Large sea lamprey population
in stretch of Lamoille River

October 29, 2005
By Tom Mitchell Herald Staff

MILTON - Biologists have found a hefty new population of sea lampreys in the Lamoille River, which may be added to the list of Lake Champlain tributaries to receive chemical treatment.

Up to 40,000 lamprey larvae were detected during an electro-shock survey conducted along an 8-mile stretch of the river, officials with the U.S. Fish and Wildlife Service said this week.

"We are still trying to determine a strategy in how to deal with it," Brian Chipman, a biologist with Vermont Fish and Wildlife, said recently.

The Lamoille River's lamprey larvae population is a bit more than the 30,000-plus larvae previously found in a shallow upper stretch of the Winooski River, which was treated with the lampricide TFM last year, Chipman said.

Sea lampreys are eel-like parasites that attach to trout and land-locked Atlantic salmon, wounding and eventually killing them.

In the larvae stage, young lampreys live under sediment in streams, according to Wayne Bouffard, a biologist with U.S. Fish and Wildlife Service. The intent is to protect the fish from the predators.

The electro-shock drives lampreys out of their burrows, stunning them temporarily as they start swimming.

Discovery of a sizable lamprey colony between the mouth of the Lamoille River and the Peterson Dam came as a surprise, Chipman said.

"It is indicative of lampreys expanding their range and colonizing new areas," said Bradley Young, a biologist working on the project for U.S. Fish and Wildlife.

Project planners would like to treat the Lamoille River with lampricide by next fall but it may take longer to get a permit, he said.

Bouffard said planners will need to check on other aquatic species in the river before seeking permits for chemical treatment. They will also need to study water usage in Malletts Bay to determine what sort of advisory should be place, he said.

Young added that the cost of treating the Lamoille - about $300,000 - is not yet budgeted.

The state will also apply for a permit to treat Lewis Creek in North Ferrisburgh next fall, Chipman said. Permits have already been obtained in New York state for treatments of a number of streams there.

It's part of a program on a four-year treatment cycle. No streams are being treated this fall, in a year when few young lamprey were expected in Lake Champlain's tributaries.

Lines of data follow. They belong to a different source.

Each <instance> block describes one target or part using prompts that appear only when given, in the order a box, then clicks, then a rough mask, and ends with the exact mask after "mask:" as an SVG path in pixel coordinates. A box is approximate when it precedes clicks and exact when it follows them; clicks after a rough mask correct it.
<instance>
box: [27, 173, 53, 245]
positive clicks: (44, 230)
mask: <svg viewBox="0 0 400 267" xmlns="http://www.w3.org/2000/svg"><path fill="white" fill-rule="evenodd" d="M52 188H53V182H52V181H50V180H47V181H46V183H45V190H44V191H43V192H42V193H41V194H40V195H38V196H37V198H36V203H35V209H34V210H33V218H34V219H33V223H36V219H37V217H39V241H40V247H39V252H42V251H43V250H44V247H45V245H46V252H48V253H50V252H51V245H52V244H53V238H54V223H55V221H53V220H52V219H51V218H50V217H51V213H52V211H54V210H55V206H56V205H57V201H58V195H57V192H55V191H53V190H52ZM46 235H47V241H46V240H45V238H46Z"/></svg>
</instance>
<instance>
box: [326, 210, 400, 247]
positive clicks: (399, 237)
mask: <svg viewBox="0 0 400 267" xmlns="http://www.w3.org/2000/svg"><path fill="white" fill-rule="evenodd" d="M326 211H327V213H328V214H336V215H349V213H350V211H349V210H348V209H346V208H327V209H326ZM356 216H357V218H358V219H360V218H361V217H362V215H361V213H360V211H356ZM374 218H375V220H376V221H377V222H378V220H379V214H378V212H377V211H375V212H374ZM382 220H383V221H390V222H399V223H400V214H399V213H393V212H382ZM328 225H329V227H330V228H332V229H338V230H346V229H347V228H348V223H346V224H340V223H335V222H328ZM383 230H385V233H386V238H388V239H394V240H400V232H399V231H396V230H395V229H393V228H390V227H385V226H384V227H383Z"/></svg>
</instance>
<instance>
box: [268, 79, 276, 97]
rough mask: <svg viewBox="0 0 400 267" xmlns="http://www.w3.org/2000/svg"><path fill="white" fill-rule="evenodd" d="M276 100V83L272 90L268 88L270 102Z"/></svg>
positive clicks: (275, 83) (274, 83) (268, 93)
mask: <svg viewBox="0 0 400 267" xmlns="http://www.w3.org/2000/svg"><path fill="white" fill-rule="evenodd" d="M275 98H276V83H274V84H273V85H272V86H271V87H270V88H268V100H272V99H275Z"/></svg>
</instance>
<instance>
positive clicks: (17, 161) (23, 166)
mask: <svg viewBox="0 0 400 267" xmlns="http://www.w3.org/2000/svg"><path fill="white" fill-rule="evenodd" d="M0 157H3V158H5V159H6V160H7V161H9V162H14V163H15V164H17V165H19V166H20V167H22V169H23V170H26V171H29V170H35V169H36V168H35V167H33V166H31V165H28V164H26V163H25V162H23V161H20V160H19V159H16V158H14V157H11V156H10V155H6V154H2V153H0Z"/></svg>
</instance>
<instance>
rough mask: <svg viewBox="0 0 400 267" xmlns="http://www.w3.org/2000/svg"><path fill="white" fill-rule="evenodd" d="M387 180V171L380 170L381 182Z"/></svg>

The Lamoille River, meanwhile, was the only tributary where new lamprey populations were found in 2005, biologists said.

In routine surveys, they did not find new populations in Lewis Creek or six streams in New York state.

In the spring, Bouffard trapped adult lamprey spawning in a number of smaller rivers. Fishery officials have avoided treating those streams because of the potential for negative impact on native lamprey that also live there.

Improved technology that funnels lampreys into a holding cage has resulted in increased numbers of lampreys being taken from streams, Chipman said.

"We don't let as many sea lampreys get by as we have in the past," he said.

The plan is to continue to use nonchemical methods when possible, he said.

Overall trapping counts show that the number of salmon and trout in Lake Champlain wounded by sea lampreys is down because of a steady decline of adult lampreys in the lake, Chipman said.